Macrophages being the connecting link between innate and adaptive immune system plays a crucial role in microbial antigen presentation and orchestrates the subsequent clearance of microorganisms. Microbial invasion of macrophages trigger a plethora of signaling cascades, which interact among them to generate a dynamically altered hostile environment, that ultimately leads to disruption of microbial pathogenesis. Paradoxically, Mycobacterium sp. exploits macrophage proteins such as Coronin 1, Calcineurin, LRG47, SOCS1, CISH, Gbp5 etc. and secretes virulence proteins such as PknG, PtpA, SapM, Eis etc. to hijack these intra-macrophage, signaling cascades and thereby develop its own niche. Coronin 1, being a cortical protein is transiently recruited to all mycobacteria containing phagosomes, but only pathogenic mycobacteria can retain it on the phagosome, to hinder its maturation. Additionally, mycobacterial infection linked secretion of virulence factor Protein Kinase G through its phosphorylation, manipulates several macrophage signaling pathways and thus promotes pathogenesis at various stages, form early infection to latency to granuloma formation. Here we discuss the present status of mycobacteria engaged Coronin 1-dependent signaling cascades and secreted PknG related sequence of events promoting mycobacterial pathogenesis. Current knowledge about these two proteins in context of macrophage signaling manipulation encompassing diverse mechanisms like calcium-calcineurin signaling, reduced proinflamtory cytokine secretion, cytoskeletal changes, and adaptation in acidic environment, which ultimately converge toward mycobacterial survival inside the macrophages has been discussed.

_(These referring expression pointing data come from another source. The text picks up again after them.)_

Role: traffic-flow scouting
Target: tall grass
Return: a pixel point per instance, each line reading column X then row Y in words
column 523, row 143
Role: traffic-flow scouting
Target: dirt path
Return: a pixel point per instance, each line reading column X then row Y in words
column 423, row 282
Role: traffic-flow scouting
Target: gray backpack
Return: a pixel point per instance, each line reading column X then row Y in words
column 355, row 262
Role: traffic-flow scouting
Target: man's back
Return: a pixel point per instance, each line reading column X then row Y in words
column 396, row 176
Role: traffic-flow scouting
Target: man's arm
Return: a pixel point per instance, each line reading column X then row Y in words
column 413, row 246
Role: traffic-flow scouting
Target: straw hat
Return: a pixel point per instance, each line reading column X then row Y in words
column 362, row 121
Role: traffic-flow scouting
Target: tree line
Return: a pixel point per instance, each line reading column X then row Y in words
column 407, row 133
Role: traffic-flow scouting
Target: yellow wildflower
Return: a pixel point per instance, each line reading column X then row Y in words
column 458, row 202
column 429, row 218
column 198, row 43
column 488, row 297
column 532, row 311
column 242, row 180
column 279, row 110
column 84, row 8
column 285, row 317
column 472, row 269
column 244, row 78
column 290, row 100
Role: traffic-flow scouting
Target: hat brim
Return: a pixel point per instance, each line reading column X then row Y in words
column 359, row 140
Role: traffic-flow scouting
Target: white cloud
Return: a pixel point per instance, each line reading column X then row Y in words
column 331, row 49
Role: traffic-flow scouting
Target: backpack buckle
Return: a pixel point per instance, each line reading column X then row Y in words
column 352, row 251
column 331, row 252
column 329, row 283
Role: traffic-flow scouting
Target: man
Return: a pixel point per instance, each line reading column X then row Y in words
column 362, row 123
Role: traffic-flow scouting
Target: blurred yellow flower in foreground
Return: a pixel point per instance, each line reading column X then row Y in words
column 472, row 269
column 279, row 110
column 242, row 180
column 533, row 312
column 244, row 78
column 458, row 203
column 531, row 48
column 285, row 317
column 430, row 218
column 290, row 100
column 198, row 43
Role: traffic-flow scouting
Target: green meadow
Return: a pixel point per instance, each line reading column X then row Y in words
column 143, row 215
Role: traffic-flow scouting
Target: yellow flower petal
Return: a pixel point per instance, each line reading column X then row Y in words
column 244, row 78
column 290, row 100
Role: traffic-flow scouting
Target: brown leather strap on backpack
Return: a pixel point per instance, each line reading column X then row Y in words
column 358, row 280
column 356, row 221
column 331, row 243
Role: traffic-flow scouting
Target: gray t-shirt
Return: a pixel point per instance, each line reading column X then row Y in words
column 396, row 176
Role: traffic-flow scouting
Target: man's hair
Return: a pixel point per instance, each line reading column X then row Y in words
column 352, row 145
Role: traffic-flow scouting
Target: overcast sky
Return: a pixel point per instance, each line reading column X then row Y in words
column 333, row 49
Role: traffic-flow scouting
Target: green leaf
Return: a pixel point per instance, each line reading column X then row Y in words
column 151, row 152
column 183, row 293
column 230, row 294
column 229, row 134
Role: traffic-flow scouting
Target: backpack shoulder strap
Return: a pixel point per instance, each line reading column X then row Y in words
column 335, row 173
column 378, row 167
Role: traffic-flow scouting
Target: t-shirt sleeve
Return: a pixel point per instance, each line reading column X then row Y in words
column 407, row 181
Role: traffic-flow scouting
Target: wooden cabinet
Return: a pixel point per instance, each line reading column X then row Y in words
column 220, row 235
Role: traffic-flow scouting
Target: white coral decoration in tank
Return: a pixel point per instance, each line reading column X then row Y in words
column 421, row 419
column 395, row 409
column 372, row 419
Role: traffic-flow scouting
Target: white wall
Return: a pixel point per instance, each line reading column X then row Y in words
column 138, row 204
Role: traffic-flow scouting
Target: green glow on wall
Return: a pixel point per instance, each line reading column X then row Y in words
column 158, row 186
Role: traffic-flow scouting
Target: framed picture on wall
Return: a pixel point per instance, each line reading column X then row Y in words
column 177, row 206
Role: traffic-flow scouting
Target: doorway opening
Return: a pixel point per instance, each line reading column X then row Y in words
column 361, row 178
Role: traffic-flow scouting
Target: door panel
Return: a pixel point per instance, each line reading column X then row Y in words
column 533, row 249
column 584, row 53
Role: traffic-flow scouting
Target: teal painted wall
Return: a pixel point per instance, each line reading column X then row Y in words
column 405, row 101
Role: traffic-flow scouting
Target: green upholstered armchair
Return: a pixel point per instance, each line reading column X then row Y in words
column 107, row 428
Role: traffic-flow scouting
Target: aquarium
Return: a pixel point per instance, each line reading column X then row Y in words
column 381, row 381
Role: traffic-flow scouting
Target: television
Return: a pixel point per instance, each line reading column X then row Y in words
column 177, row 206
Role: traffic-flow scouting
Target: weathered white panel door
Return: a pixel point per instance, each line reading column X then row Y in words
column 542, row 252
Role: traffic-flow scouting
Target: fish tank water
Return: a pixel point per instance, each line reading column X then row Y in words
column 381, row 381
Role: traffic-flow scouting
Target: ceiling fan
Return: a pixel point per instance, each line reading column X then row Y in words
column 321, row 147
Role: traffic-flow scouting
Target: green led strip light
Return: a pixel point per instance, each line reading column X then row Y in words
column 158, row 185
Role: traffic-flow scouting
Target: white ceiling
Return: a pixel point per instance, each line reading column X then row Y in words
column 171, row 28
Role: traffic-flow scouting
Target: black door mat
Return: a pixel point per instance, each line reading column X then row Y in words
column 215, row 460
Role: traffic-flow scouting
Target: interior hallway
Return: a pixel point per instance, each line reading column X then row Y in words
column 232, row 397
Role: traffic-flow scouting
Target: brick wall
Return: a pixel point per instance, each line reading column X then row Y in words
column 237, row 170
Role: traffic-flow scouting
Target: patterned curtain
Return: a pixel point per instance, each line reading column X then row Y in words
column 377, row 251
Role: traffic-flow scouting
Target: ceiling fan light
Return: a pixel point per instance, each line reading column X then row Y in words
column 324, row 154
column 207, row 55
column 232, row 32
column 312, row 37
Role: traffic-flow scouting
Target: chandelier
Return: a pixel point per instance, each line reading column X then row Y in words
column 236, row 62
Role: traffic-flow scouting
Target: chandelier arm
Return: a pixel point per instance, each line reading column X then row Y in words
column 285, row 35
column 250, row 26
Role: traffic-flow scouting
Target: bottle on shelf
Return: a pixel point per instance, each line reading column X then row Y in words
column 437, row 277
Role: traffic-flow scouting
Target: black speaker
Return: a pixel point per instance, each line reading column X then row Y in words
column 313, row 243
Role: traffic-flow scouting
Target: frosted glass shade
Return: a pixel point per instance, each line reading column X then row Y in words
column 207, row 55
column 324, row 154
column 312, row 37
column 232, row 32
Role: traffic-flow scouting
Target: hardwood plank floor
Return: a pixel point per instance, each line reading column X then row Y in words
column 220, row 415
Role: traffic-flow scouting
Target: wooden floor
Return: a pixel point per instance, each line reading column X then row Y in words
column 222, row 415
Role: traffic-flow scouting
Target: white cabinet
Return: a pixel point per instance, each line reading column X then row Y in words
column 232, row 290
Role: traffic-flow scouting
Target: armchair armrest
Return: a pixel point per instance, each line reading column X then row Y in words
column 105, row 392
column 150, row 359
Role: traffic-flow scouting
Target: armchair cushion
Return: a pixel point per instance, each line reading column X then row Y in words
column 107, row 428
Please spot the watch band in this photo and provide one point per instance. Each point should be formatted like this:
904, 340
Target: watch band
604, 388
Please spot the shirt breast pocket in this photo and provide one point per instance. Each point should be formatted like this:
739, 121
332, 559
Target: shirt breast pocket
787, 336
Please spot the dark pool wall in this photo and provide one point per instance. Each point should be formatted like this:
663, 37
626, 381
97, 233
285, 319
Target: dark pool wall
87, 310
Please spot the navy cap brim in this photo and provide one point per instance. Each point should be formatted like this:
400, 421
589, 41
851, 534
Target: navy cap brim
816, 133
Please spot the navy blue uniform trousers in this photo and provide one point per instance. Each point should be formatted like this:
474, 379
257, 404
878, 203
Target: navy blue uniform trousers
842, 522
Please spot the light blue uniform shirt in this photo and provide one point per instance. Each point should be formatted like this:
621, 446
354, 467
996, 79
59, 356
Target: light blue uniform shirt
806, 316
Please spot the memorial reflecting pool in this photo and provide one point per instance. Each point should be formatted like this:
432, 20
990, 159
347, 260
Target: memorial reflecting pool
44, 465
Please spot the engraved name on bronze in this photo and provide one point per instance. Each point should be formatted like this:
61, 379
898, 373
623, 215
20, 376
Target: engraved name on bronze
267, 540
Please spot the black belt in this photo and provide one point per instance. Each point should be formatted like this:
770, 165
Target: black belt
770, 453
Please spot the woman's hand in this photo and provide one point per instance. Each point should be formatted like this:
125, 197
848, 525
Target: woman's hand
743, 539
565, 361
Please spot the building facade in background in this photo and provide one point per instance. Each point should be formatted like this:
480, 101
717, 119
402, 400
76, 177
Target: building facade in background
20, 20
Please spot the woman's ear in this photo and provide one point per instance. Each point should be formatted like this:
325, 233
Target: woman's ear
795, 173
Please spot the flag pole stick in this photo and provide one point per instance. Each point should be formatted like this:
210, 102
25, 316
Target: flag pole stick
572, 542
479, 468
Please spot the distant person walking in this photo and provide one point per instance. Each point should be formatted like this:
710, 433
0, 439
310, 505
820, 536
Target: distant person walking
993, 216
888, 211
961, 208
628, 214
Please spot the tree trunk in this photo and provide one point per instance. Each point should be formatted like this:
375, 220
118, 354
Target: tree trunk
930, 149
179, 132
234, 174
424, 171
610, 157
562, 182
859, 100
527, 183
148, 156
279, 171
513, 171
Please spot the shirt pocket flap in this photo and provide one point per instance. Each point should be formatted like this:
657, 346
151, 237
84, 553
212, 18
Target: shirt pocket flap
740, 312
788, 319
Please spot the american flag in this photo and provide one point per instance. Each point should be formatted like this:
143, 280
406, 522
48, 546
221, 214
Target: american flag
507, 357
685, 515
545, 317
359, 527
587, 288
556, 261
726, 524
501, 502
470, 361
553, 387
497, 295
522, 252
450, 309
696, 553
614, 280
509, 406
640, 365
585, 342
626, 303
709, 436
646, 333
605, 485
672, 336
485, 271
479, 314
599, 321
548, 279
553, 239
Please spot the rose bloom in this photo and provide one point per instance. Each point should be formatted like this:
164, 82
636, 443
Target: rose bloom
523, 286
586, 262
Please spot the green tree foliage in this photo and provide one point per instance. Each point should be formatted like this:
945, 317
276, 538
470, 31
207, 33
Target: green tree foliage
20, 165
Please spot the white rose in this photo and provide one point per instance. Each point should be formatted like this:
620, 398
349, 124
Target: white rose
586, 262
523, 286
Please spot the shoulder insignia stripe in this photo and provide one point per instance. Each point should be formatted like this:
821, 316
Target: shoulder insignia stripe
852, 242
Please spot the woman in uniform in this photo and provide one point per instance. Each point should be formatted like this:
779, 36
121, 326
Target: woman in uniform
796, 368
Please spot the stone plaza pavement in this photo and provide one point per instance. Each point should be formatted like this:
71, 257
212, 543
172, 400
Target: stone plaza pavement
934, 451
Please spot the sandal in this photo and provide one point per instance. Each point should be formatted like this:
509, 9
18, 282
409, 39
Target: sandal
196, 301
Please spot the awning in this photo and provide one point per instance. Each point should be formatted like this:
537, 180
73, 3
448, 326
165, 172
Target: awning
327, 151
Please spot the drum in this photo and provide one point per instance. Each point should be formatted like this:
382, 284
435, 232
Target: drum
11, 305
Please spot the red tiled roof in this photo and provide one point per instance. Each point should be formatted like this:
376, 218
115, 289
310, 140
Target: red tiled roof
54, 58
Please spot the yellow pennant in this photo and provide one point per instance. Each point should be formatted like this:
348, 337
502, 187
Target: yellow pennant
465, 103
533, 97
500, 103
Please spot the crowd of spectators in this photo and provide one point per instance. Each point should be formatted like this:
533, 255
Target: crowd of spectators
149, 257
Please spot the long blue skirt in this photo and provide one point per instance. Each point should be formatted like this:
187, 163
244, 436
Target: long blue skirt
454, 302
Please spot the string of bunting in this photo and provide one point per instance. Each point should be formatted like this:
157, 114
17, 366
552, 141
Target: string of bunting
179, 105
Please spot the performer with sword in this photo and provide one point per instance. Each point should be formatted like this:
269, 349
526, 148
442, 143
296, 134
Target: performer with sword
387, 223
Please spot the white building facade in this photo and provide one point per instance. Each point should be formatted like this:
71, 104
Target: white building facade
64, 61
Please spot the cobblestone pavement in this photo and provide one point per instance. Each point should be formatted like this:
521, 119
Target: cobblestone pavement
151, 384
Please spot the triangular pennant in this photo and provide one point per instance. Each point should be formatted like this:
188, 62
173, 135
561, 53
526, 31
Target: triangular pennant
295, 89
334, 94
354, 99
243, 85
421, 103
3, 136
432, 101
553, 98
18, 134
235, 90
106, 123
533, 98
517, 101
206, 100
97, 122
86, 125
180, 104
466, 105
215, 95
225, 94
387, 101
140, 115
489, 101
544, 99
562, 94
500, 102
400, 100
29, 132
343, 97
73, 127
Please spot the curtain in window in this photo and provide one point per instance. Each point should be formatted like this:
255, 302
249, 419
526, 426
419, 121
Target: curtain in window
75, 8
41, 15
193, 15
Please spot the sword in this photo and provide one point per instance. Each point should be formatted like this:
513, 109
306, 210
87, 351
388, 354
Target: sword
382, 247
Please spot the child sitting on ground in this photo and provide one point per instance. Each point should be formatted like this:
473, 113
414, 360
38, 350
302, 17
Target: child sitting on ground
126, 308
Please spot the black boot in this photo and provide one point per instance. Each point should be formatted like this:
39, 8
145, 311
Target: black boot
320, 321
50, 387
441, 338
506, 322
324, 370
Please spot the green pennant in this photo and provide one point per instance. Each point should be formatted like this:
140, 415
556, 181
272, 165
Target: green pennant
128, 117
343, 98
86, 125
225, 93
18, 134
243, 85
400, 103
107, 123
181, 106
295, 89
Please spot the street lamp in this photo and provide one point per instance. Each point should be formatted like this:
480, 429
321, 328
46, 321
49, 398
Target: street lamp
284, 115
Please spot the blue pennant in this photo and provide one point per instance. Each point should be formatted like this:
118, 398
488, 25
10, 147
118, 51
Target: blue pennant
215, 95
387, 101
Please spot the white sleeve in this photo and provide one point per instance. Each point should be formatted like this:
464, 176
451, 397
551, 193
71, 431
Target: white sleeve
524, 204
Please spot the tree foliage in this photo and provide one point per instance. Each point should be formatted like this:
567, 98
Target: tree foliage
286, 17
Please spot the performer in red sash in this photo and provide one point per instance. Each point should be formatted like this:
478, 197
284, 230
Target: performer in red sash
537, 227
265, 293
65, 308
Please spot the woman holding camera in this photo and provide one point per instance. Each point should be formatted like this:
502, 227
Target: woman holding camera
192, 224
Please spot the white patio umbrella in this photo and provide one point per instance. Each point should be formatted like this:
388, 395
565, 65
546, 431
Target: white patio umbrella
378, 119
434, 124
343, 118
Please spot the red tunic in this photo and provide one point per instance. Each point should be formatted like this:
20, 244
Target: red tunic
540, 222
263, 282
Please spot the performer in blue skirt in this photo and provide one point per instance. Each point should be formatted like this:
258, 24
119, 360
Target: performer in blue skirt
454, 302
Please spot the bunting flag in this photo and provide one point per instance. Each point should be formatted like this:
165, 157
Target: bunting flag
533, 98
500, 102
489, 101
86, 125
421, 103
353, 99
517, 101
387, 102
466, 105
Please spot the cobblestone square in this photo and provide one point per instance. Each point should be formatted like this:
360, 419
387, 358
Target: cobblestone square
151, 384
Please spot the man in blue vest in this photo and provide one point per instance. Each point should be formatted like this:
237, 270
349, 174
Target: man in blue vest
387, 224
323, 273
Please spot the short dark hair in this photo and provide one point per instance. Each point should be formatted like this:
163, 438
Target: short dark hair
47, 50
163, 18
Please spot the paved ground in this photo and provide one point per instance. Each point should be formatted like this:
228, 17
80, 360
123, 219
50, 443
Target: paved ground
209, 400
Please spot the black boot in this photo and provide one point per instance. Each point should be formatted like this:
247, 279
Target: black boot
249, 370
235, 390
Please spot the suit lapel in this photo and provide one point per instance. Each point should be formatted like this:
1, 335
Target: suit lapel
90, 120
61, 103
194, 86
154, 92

巨噬细胞是先天免疫系统和适应性免疫系统之间的连接纽带，在微生物抗原呈递中起着至关重要的作用，并协调随后的微生物清除。巨噬细胞的微生物入侵触发了大量的信号级联，它们之间相互作用产生动态改变的恶劣环境，最终导致微生物发病机制的破坏。矛盾的是，分枝杆菌. 利用巨噬细胞蛋白如 Coronin 1、Calcineurin、LRG47、SOCS1、CISH、Gbp5 等，并分泌 PknG、PtpA、SapM、Eis 等毒力蛋白来劫持这些巨噬细胞内、信号级联，从而发展自己的生态位。Coronin 1 是一种皮质蛋白，它被瞬时招募到所有含有吞噬体的分枝杆菌中，但只有致病性分枝杆菌才能将其保留在吞噬体上，以阻碍其成熟。此外，分枝杆菌感染通过其磷酸化与毒力因子蛋白激酶 G 的分泌有关，操纵几种巨噬细胞信号通路，从而促进不同阶段的发病机制，从早期感染到肉芽肿形成的潜伏期。在这里，我们讨论分枝杆菌参与 Coronin 1 依赖性信号级联和分泌的 PknG 相关事件序列促进分枝杆菌发病机制的现状。目前关于这两种蛋白质在巨噬细胞信号传导操作背景下的知识包括多种机制，如钙-钙调神经磷酸酶信号传导、减少促炎细胞因子分泌、细胞骨架变化和酸性环境适应，最终收敛于巨噬细胞内的分枝杆菌存活。